我们只关心两种原子操作，一种load原子读和一种store原子写。

_PyRuntime是一个_PyRuntimeState对象，表示Python运行时状态对象。 ceval指向_ceval_runtime_state对象，表示Python字节码执行器的运行时状态对象，定义在Include/internal/ceval.h：

struct _ceval_runtime_state {
    int recursion_limit;
    /* Records whether tracing is on for any thread.  Counts the number
       of threads for which tstate->c_tracefunc is non-NULL, so if the
       value is 0, we know we don't have to check this thread's
       c_tracefunc.  This speeds up the if statement in
       PyEval_EvalFrameEx() after fast_next_opcode. */
    int tracing_possible;
    /* This single variable consolidates all requests to break out of
       the fast path in the eval loop. */
    _Py_atomic_int eval_breaker;
    /* Request for dropping the GIL */
    _Py_atomic_int gil_drop_request;
    struct _pending_calls pending;
    struct _gil_runtime_state gil;
};

ceval.gil指向_gil_runtime_state对象，表示GIL的运行状态对象，定义在Include/internal/gil.h：

struct _gil_runtime_state {
    /* microseconds (the Python API uses seconds, though) */
    unsigned long interval;
    /* Last PyThreadState holding / having held the GIL. This helps us
       know whether anyone else was scheduled after we dropped the GIL. */
    _Py_atomic_address last_holder;
    /* Whether the GIL is already taken (-1 if uninitialized). This is
       atomic because it can be read without any lock taken in ceval.c. */
    _Py_atomic_int locked;
    /* Number of GIL switches since the beginning. */
    unsigned long switch_number;
    /* This condition variable allows one or several threads to wait
       until the GIL is released. In addition, the mutex also protects
       the above variables. */
    PyCOND_T cond;
    PyMUTEX_T mutex;
#ifdef FORCE_SWITCHING
    /* This condition variable helps the GIL-releasing thread wait for
       a GIL-awaiting thread to be scheduled and take the GIL. */
    PyCOND_T switch_cond;
    PyMUTEX_T switch_mutex;
#endif
};

locked就是传说中的GIL，是一个_Py_atomic_int对象，定义在Include/pyatomic.h：

typedef struct _Py_atomic_int {
    atomic_int _value;
} _Py_atomic_int;

所以，gil_created函数通过原子读操作检查原子位locked是否初始化。未初始化时，locked为-1。当GIL被线程获取时，locked为1，反之为0。

[B] 创建并初始化GIL

static void create_gil(void)
{
    MUTEX_INIT(_PyRuntime.ceval.gil.mutex);
#ifdef FORCE_SWITCHING
    MUTEX_INIT(_PyRuntime.ceval.gil.switch_mutex);
#endif
    COND_INIT(_PyRuntime.ceval.gil.cond);
#ifdef FORCE_SWITCHING
    COND_INIT(_PyRuntime.ceval.gil.switch_cond);
#endif
    _Py_atomic_store_relaxed(&_PyRuntime.ceval.gil.last_holder, 0);
    _Py_ANNOTATE_RWLOCK_CREATE(&_PyRuntime.ceval.gil.locked);
    _Py_atomic_store_explicit(&_PyRuntime.ceval.gil.locked, 0,
                              _Py_memory_order_release);
}

_gil_runtime_state结构体中的cond和mutex用来保护locked。
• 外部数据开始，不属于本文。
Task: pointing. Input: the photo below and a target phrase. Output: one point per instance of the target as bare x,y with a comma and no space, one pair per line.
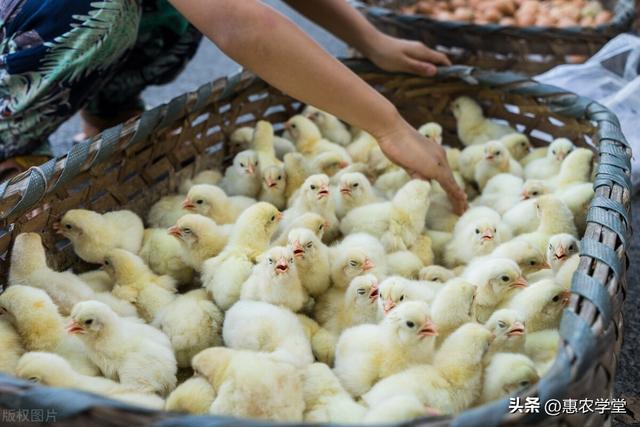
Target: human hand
423,159
394,54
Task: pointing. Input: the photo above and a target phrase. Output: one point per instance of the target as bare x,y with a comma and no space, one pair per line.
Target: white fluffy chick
326,401
194,396
275,280
508,326
135,354
451,384
496,160
242,178
93,235
330,126
200,238
224,274
397,223
312,260
41,328
472,126
494,280
12,347
356,255
354,190
244,383
549,166
29,268
274,185
259,326
506,375
165,255
541,305
359,305
211,201
366,354
54,371
478,232
314,196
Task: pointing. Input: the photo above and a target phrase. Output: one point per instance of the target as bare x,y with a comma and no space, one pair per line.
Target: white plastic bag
611,77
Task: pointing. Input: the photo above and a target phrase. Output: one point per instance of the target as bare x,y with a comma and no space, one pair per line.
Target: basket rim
622,21
574,330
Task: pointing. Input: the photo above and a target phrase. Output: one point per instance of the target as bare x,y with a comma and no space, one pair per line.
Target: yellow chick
275,280
397,223
308,138
365,354
212,202
354,190
93,235
12,347
358,305
549,166
508,326
436,273
200,238
311,260
472,126
451,384
245,381
29,268
310,221
330,126
541,305
496,160
224,274
137,355
494,279
274,185
41,328
326,401
194,396
242,178
54,371
314,196
506,375
211,177
356,255
478,232
264,327
165,255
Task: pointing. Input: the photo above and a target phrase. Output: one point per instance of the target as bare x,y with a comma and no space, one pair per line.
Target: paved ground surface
210,63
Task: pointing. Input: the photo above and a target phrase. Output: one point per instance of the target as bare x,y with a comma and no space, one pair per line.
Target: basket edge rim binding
567,104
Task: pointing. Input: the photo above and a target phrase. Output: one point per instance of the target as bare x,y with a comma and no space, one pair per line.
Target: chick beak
368,265
175,231
75,328
517,329
519,283
298,250
428,330
487,235
282,267
188,205
388,305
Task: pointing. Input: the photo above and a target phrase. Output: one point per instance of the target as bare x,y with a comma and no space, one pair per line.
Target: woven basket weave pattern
132,165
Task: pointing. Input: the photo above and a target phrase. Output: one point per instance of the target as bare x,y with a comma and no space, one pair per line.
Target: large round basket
132,165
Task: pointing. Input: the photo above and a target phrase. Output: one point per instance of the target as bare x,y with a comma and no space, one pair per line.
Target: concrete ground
210,64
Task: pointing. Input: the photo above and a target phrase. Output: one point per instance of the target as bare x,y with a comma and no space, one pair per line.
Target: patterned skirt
58,56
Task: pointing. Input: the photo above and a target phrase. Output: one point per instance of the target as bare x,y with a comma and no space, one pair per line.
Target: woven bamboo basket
132,165
530,50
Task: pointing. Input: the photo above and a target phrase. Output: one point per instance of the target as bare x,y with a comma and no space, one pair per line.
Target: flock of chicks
366,300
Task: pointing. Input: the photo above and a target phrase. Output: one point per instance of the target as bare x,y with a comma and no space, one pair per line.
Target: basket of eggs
236,257
527,36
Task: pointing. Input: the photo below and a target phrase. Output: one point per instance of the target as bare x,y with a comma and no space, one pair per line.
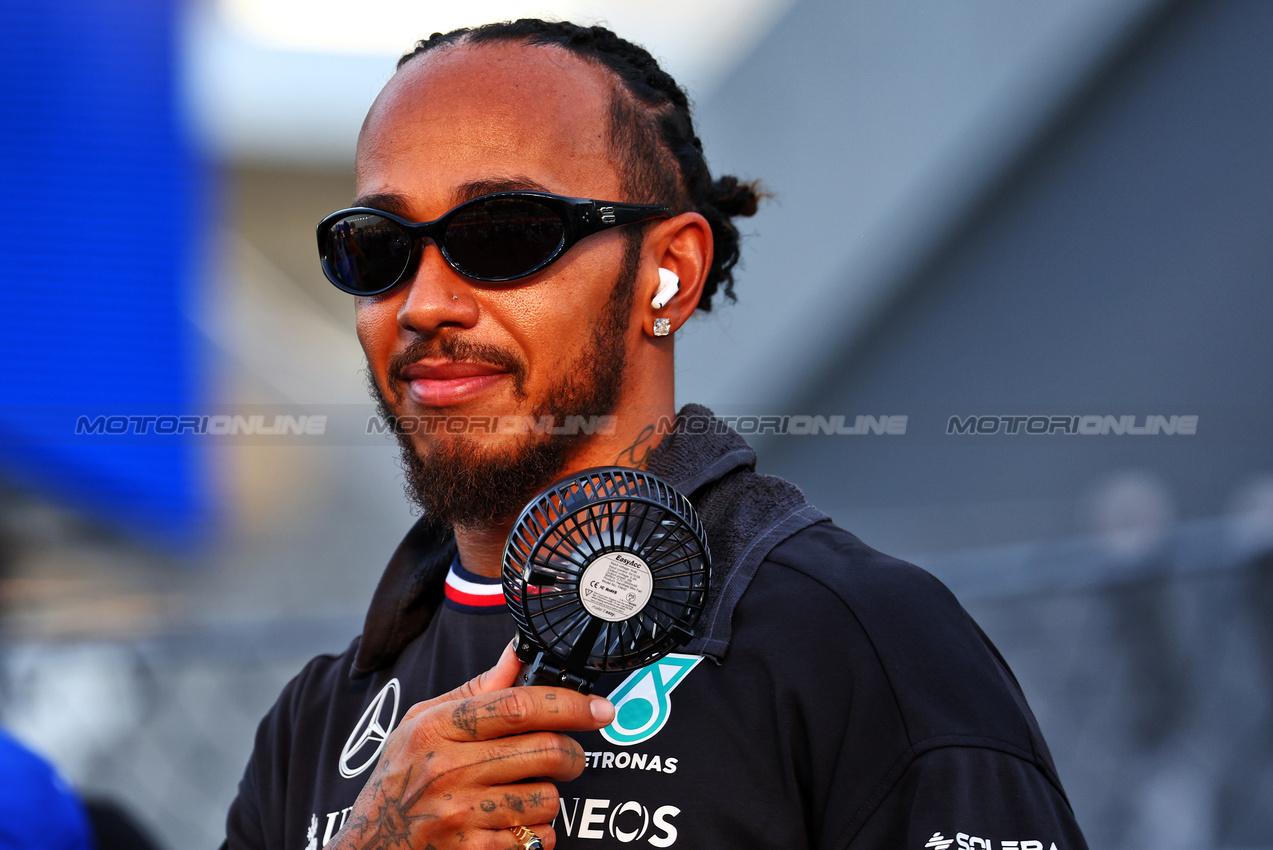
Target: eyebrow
400,205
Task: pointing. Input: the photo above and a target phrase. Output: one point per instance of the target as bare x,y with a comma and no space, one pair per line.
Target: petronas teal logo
642,704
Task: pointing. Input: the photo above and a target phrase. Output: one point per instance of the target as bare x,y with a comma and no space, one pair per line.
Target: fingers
523,709
502,676
522,803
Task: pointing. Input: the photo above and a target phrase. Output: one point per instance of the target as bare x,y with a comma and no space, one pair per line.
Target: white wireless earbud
668,284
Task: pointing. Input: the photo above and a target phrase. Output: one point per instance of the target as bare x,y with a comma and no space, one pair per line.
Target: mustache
458,350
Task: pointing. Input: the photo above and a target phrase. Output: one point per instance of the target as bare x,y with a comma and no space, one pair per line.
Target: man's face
451,126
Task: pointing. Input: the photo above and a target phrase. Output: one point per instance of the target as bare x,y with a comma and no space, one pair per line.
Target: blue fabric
37,809
99,234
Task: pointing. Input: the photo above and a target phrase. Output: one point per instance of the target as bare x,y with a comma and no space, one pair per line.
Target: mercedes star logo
368,737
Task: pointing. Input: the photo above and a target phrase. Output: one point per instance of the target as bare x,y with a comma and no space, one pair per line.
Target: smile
436,384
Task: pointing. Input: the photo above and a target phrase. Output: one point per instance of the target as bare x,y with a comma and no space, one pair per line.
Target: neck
481,547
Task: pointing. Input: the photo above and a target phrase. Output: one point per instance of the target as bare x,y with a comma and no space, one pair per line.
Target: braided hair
651,129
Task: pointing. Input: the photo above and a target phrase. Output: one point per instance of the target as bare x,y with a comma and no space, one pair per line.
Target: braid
651,129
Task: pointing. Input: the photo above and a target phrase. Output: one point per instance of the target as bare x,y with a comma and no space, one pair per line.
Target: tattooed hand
455,771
The GIL is just a boolean variable (locked) whose access is protected by a mutex (gil_mutex), and whose changes are signalled by a condition variable (gil_cond). gil_mutex is taken for short periods of time, and therefore mostly uncontended.

GIL利用条件机制和互斥锁<cond, mutex>保护一个锁变量locked作为实现。
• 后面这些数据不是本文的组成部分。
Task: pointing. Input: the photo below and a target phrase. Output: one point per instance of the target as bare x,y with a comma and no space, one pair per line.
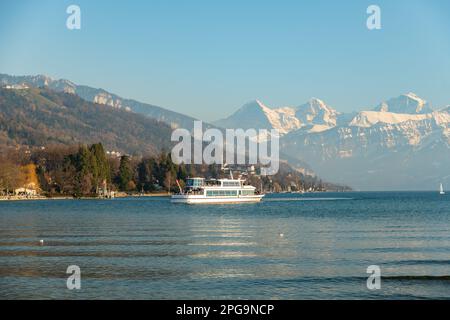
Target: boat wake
304,199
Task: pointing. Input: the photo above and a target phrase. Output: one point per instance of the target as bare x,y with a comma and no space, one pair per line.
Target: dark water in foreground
151,249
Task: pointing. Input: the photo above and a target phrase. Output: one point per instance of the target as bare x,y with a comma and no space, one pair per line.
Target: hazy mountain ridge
40,117
101,96
400,144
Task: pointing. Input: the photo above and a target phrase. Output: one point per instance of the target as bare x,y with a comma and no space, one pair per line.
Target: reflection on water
288,247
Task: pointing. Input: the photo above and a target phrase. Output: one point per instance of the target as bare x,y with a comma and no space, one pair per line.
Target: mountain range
99,96
399,144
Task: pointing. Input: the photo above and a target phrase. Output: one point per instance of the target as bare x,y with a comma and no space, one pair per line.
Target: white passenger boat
202,191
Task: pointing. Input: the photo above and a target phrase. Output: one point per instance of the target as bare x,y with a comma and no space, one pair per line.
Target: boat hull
189,199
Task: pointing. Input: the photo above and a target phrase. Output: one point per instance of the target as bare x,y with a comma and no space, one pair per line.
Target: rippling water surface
287,247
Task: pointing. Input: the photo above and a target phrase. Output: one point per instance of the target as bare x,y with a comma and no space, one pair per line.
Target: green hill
40,117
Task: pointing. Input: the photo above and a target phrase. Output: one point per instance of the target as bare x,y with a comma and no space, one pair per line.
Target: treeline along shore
81,171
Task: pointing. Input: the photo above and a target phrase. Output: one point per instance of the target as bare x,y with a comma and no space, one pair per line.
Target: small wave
416,278
304,199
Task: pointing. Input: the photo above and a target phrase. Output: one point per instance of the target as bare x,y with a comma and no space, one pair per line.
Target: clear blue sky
207,58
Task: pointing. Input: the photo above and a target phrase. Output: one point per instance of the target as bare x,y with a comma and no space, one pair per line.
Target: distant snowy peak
316,112
408,103
313,116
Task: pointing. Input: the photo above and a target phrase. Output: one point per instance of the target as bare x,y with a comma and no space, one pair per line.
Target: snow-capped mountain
383,149
400,144
100,96
408,103
314,115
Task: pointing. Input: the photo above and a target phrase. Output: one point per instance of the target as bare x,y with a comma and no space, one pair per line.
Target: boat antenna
178,184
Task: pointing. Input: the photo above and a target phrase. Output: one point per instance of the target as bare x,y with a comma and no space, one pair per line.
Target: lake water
288,247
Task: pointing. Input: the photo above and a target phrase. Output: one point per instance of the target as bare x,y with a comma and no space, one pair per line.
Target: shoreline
39,198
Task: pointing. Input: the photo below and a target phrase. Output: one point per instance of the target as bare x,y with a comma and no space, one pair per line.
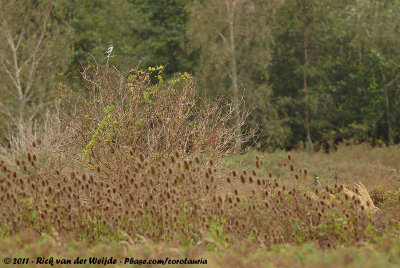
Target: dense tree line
311,71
PyCOND_T和PyMUTEX_T定义在Include/internal/condvar.h，根据平台不一样具体实现也不一样，以POSIX Thread(pthread)为例：

#define PyMUTEX_T pthread_mutex_t
#define PyCOND_T pthread_cond_t

create_gil函数初始化锁变量mutex和初始化条件变量cond之后，通过_Py_atomic_store_relaxed原子写初始化last_holder，last_holder是一个_Py_atomic_address对象，定义在Include/pyatomic.h：

typedef struct _Py_atomic_address {
    atomic_uintptr_t _value;
} _Py_atomic_address;

atomic_uintptr_t是一个原子类型指针，当一个线程获得GIL之后，_value将指向线程状态PyThreadState对象。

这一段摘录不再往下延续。